Any function marked as constexpr must be compilable as if the constexpr wasn't there. constexpr functions are a little schizophrenic. They only graduate to full constant-expressions in certain circumstances.
It would not be possible to implement funcN to run at runtime in a simple way, as it would need to be able to work for all possible values of t. This would require the compiler to instantiate many instances of tfunc, one for each value of t. But you can work around this if you're willing to live with a small subset of T. There is a template-recursion limit of 1024 in g++, so you can easily handle 1024 values of T with this code:
#include<iostream>
#include<functional>
#include<array>
using namespace std;
template <typename T, T t>
constexpr T funcT() {
return t + 10;
}
template<typename T, T u>
constexpr T worker (T t) {
return t==0 ? funcT<T,u>() : worker<T, u+1>(t-1);
}
template<>
constexpr int worker<int,1000> (int ) {
return -1;
}
template <typename T>
constexpr T funcN(T t)
{
return t<1000 ? worker<T,0>(t) : -1;
}
int main()
{
std::cout << funcN(10) << std::endl;
array<int, funcN(10)> a; // to verify that funcN(10) returns a constant-expression
return 0;
}
It uses a function worker which will recursively convert the 'normal' parameter t into a template parameter u, which it then uses to instantiate and execute tfunc<T,u>.
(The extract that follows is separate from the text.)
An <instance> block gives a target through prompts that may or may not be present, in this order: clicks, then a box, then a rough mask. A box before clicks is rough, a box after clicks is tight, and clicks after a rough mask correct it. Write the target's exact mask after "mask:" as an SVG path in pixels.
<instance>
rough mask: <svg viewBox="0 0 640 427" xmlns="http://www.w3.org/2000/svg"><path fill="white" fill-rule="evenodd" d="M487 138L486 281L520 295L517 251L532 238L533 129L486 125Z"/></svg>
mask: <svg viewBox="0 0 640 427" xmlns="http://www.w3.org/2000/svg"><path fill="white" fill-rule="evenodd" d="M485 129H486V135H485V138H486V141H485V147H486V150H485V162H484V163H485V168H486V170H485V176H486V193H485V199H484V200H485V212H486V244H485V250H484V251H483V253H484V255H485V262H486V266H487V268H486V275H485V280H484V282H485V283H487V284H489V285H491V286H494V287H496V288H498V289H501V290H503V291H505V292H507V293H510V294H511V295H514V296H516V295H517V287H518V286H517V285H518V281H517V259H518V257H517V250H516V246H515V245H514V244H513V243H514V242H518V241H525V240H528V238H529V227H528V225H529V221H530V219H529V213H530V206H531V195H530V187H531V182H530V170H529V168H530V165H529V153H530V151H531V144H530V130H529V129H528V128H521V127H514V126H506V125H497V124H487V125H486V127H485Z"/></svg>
The crucial line is return funcT<T,u>() : worker<T, u+1>(t-1);
This has limitations. If you want to use long, or other integral types, you'll have to add another specialization. Obviously, this code only works for t between 0 and 1000 - the exact upper limit is probably compiler-dependent. Another option might be to use a binary search of sorts, with a different worker function for each power of 2:
template<typename T, T u>
constexpr T worker4096 (T t) {
return t>=4096 ? worker2048<T, u+4096>(t-4096) : worker2048<T, u>(t);
}
I think this will work around the template-recursion-limit, but it will still require a very large number of instantiations and would make compilation very slow, if it works at all.
Looks like it should give an error - it has no way of knowing that you passed in a constant value as t to func.
More generally, you can't use runtime values as template arguments. Templates are inherently a compile-time construct.